05/24/2013 04:47 pm ET Updated Jul 24, 2013

Charting a Better Path Forward for Indian Economic Growth

India has achieved remarkable economic success over the last 30 years. Once wed to closed-market, "small is beautiful" policies that severely curtailed growth, by the 1990s India had embraced the core tenets of economic liberalization and open trade. As a result, its once-meandering economy began to grow rapidly, showing liberalization's unrivaled power as a growth catalyst for the world's second most populous nation.

Unfortunately, India has taken a wrong turn in recent years, the effects of which are quickly reaching critical mass. In a range of industries from information and communications technology (ICT) to life sciences, clean energy, and biopharmaceuticals India has vigorously embraced a range of "innovation mercantilist" policies such as forced intellectual property transfer and mandated local production as a condition of market access.

For example, India's Supreme Court Court garnered headlines last month when it denied a patent to Novartis for the cancer drug Glivec. The decision will allow Indian pharmaceutical companies to expropriate Novartis' intellectual property and produce a drug that has been patented in nearly 40 countries. In addition, India's new Preferential Market Access (PMA) rules for electronics procurement seek to ensure that by 2020 80 percent of the computers and electronics sold in India are manufactured domestically. One glaring example of this is India's exclusion of foreign ICT companies from participating in the country's $4 billion national fiber optic network project, even if the companies produce the equipment in India. Collectively these policies constitute a concerted mercantilist policy that seeks to block foreign competition and boost domestic-owned manufacturing. As such, India's actions violate global trade rules, damage the international economy, and cut the nation off from much-needed foreign direct investment.

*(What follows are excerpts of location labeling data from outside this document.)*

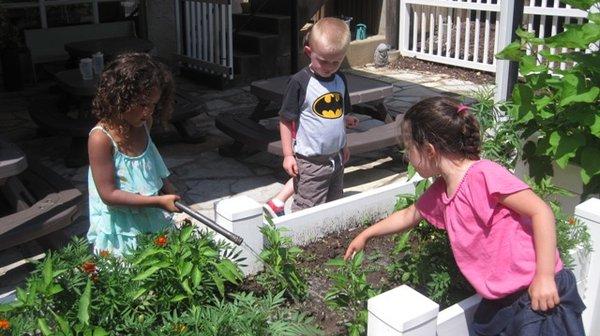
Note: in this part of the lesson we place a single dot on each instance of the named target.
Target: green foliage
(571, 233)
(560, 108)
(422, 258)
(244, 315)
(350, 291)
(500, 140)
(186, 270)
(281, 257)
(177, 277)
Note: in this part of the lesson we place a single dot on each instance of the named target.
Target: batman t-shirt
(317, 105)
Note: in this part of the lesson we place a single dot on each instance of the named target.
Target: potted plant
(558, 110)
(10, 49)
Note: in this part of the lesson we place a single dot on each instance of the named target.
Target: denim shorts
(513, 316)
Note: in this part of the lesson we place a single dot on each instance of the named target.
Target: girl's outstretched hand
(543, 293)
(167, 202)
(357, 244)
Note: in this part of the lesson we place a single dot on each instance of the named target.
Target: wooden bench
(46, 112)
(249, 132)
(34, 203)
(48, 45)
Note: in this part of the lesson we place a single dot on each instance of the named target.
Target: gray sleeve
(347, 103)
(293, 98)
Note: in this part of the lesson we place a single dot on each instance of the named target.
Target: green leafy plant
(350, 291)
(500, 140)
(281, 259)
(571, 233)
(161, 283)
(245, 314)
(558, 110)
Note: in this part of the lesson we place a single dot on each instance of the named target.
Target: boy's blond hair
(331, 34)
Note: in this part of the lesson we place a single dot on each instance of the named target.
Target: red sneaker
(273, 210)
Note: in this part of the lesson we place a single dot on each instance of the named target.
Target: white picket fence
(205, 35)
(465, 32)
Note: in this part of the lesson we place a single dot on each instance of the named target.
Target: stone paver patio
(202, 176)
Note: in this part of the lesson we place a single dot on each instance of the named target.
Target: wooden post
(404, 28)
(294, 37)
(511, 15)
(391, 23)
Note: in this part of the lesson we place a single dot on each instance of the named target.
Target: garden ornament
(381, 58)
(361, 31)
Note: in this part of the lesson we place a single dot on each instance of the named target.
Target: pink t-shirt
(493, 245)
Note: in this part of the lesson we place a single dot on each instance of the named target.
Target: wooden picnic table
(110, 47)
(72, 83)
(249, 132)
(12, 160)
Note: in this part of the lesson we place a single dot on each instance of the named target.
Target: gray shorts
(320, 179)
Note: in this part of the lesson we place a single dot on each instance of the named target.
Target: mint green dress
(114, 228)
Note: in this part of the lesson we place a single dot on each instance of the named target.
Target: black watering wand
(210, 223)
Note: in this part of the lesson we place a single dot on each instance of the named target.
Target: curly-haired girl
(502, 235)
(126, 171)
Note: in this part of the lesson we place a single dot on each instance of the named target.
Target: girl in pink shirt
(502, 235)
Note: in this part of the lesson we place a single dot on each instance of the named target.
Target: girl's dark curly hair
(446, 124)
(128, 81)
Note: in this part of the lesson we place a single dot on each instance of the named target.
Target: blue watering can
(361, 31)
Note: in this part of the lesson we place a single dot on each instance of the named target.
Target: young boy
(311, 124)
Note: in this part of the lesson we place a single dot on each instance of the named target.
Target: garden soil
(312, 263)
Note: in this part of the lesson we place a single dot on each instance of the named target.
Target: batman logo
(329, 105)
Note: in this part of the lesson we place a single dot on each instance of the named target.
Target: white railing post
(402, 311)
(589, 213)
(511, 12)
(404, 27)
(244, 217)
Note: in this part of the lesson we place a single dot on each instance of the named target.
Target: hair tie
(462, 108)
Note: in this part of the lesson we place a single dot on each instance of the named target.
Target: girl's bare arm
(543, 291)
(397, 222)
(103, 172)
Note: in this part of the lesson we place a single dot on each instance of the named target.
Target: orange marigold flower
(89, 267)
(160, 241)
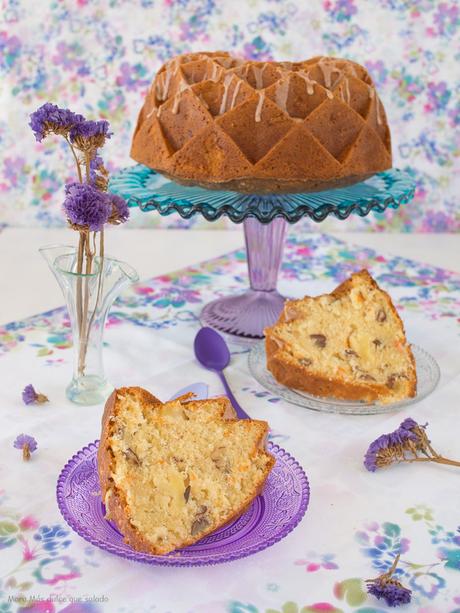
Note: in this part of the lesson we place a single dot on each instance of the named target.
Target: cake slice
(173, 472)
(348, 345)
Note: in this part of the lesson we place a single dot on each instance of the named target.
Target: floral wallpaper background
(98, 58)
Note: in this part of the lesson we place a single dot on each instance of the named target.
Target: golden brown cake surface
(171, 473)
(213, 120)
(349, 345)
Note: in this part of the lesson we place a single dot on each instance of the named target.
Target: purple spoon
(212, 352)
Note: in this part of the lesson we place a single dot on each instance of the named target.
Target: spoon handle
(239, 411)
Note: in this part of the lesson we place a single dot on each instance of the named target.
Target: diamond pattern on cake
(367, 152)
(296, 95)
(222, 96)
(150, 137)
(180, 127)
(258, 75)
(355, 93)
(343, 123)
(260, 113)
(212, 153)
(265, 124)
(298, 150)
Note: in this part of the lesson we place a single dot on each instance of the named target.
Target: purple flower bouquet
(89, 279)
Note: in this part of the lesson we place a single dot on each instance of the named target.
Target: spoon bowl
(212, 352)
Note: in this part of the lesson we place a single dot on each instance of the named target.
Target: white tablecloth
(356, 521)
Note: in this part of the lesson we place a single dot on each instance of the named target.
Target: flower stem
(80, 178)
(81, 247)
(84, 332)
(99, 284)
(438, 459)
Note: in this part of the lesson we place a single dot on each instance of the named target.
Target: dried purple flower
(90, 135)
(408, 443)
(27, 443)
(86, 207)
(120, 209)
(30, 396)
(50, 119)
(391, 590)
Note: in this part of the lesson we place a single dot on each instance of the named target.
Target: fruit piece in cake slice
(171, 473)
(348, 345)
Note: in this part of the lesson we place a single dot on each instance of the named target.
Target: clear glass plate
(428, 375)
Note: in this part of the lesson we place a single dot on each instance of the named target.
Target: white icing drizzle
(259, 105)
(346, 89)
(215, 72)
(377, 108)
(290, 313)
(309, 82)
(227, 80)
(235, 94)
(328, 69)
(226, 61)
(154, 108)
(258, 75)
(182, 87)
(282, 93)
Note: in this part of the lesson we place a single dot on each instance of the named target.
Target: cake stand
(264, 218)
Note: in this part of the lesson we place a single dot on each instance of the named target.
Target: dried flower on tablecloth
(50, 119)
(120, 209)
(391, 590)
(30, 396)
(27, 443)
(408, 443)
(86, 206)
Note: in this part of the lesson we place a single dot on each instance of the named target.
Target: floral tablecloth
(356, 521)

India has taken this turn in part as a response to China's robust embrace of similar tactics. They see the rapid growth in manufacturing in China and want it for India, and rather than take the hard steps through reducing corruption, building a viable infrastructure, and ensuring a trained workforce, it's easier for them to take the mercantilist short-cut to growth.

But these practices fundamentally will not lead to sustainable and broad-based growth for India. They will however shut out U.S. companies from one of the world's largest consumer markets and hurt American innovation and jobs. As such, the United States, a long-time strategic ally of India in a volatile geopolitical region, needs to wake up to the reality that these Indian policies are now threatening our economic well-being here at home.

While we should continue negotiations, our long history with China shows that negotiation can only get us so far. Mercantilists respond to action, not talk. To that end, Congress should begin the process of withdrawing India from receiving benefits under the Generalized System of Preferences (GSP), the development assistance program that eliminates import duties on thousands of products from developing countries. India was the largest recipient of GSP benefits in 2012, at $4.5 billion, nearly a quarter of the entire program. If it continues to close its doors to U.S. firms or steal U.S. intellectual property with impunity, there is no rationale for extending India this kind of preferential treatment.

To be clear, a strong, growing, and collaborative trade relationship between the United States and India is in both parties' best interests. But India's recent trade policies are placing that relationship in jeopardy. The United States should not sit idly by as the Indian government enacts regulations that harm American industry and jobs. Strong leadership will be needed to achieve these goals and establish a fair, constructive and robust trade relationship between the two countries.